Ho trascorso, guardandole, momenti bellissimi. Non era come se guardassi le foto d’epoca di qualsiasi altro luogo... Erano immagini del luogo in cui da vent’anni lavoro, in cui trascorro la maggior parte del mio tempo. Le persone che vedevo mi emozionavano come se fossero i miei nonni e i bisnonni, i luoghi come se fossero quelli che ho scorrazzato in lungo e in largo quand’ero bambino. Sentivo i miei affetti moltiplicarsi, la mia esperienza e la mia memoria farsi più profonde, e la mia stessa vita farsi più vasta ed estesa: come se anch’io fossi stato in piazza delle Ville quando non era ancora lastricata; e ancora prima, quando Arturo Martini non aveva ancora scolpito la sua bellissima fontana, e Luigi Massimiani, detto Giggi il Moro, aveva gli anni che ho oggi io; e ancora prima, quando Ernst Stückelberg dipingeva il Violinista di Anticoli e la Processione di ragazze anticolane... Mi son sentito, insomma, non solo molto più anticolano di quanto finora son riuscito a essere, ma un anticolano migliore: più intelligente, più profondo, più creativo, più umano.
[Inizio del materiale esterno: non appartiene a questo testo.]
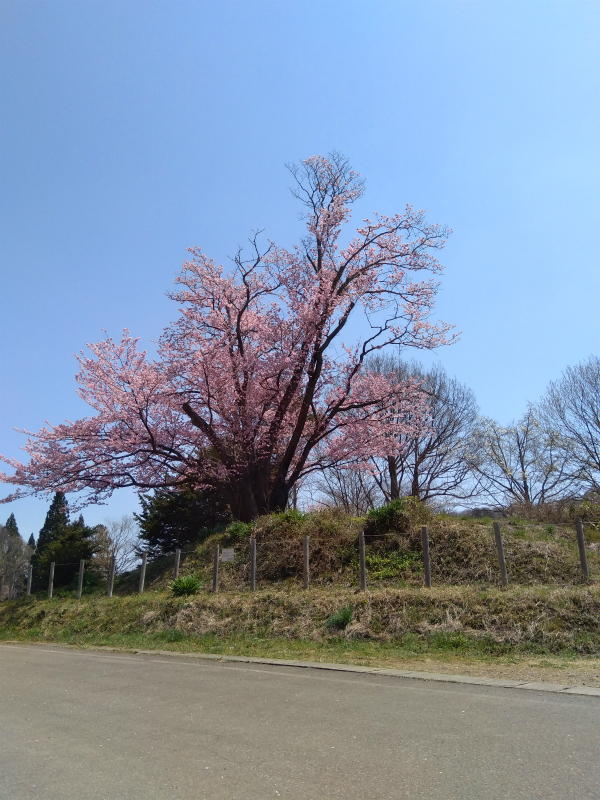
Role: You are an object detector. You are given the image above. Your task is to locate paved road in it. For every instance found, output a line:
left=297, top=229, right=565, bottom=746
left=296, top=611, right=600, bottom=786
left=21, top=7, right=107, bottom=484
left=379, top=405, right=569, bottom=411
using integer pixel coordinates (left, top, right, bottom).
left=1, top=644, right=598, bottom=800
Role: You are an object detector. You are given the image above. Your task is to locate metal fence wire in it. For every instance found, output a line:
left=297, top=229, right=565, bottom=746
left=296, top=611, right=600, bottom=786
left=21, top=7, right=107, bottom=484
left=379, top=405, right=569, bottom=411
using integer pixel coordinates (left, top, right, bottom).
left=2, top=517, right=593, bottom=601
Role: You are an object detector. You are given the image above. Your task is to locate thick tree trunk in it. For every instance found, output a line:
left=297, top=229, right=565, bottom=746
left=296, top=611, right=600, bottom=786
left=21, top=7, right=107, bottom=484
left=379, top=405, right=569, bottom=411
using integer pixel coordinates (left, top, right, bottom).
left=268, top=475, right=289, bottom=515
left=225, top=475, right=290, bottom=521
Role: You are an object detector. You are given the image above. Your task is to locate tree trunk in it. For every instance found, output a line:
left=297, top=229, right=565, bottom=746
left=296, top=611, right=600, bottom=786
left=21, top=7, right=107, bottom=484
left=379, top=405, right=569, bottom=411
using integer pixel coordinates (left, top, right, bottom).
left=387, top=456, right=399, bottom=500
left=268, top=475, right=289, bottom=515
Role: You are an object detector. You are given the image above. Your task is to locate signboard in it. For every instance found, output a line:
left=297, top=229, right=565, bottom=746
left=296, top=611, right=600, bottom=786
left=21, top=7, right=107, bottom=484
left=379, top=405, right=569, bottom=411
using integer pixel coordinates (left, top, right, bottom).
left=220, top=548, right=235, bottom=562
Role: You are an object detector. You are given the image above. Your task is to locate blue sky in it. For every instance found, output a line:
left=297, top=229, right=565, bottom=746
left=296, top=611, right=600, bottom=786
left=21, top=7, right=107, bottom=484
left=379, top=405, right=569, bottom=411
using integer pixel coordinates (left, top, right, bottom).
left=1, top=0, right=599, bottom=538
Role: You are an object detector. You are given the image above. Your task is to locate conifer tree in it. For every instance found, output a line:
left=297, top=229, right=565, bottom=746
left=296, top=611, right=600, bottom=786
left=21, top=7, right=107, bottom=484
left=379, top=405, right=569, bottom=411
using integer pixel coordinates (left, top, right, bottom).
left=31, top=492, right=70, bottom=590
left=36, top=516, right=96, bottom=588
left=36, top=492, right=69, bottom=553
left=135, top=487, right=230, bottom=558
left=5, top=513, right=19, bottom=537
left=27, top=534, right=35, bottom=550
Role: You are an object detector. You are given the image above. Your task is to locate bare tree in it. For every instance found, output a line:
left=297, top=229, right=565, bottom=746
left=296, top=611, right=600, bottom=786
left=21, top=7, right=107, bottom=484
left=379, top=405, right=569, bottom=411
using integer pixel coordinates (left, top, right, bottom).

E tutto ciò lo dovevo a Corrado, che un giorno ha avuto la bella pensata di estendere alla mia mente e al mio cuore il suo territorio umano di lavoro e di ricerca creativa, di immagini e di idee.
Il mio sentimento per lui è di grande riconoscenza, che desidero con queste righe testimoniare. E mi domando: quanto sarà grande, a maggior ragione, la riconoscenza per lui degli Anticolani veri? Di quelli che davvero sono nati qui e davvero ritrovano in queste immagini ciò che il tempo cerca di cancellare? Di quelli che ― se non ci fossero Corrado e i suoi amici, che “conquistano” e “occupano” parti delle nostre menti per arricchirle di immagini e di idee ― sarebbero preda di chi non è come loro, di chi dimentica e cancella, distrugge e annulla? Beati loro, io penso con un po’ d’invidia, poiché di certo ad Anticoli tutti li stimano e vogliono loro un gran bene, per il grande valore che essi danno e conservano ai tesori che altrimenti non solo perderemmo, ma non sapremmo mai di aver posseduto.
Tutti, intendo, gli Anticolani veri. Tutti noi.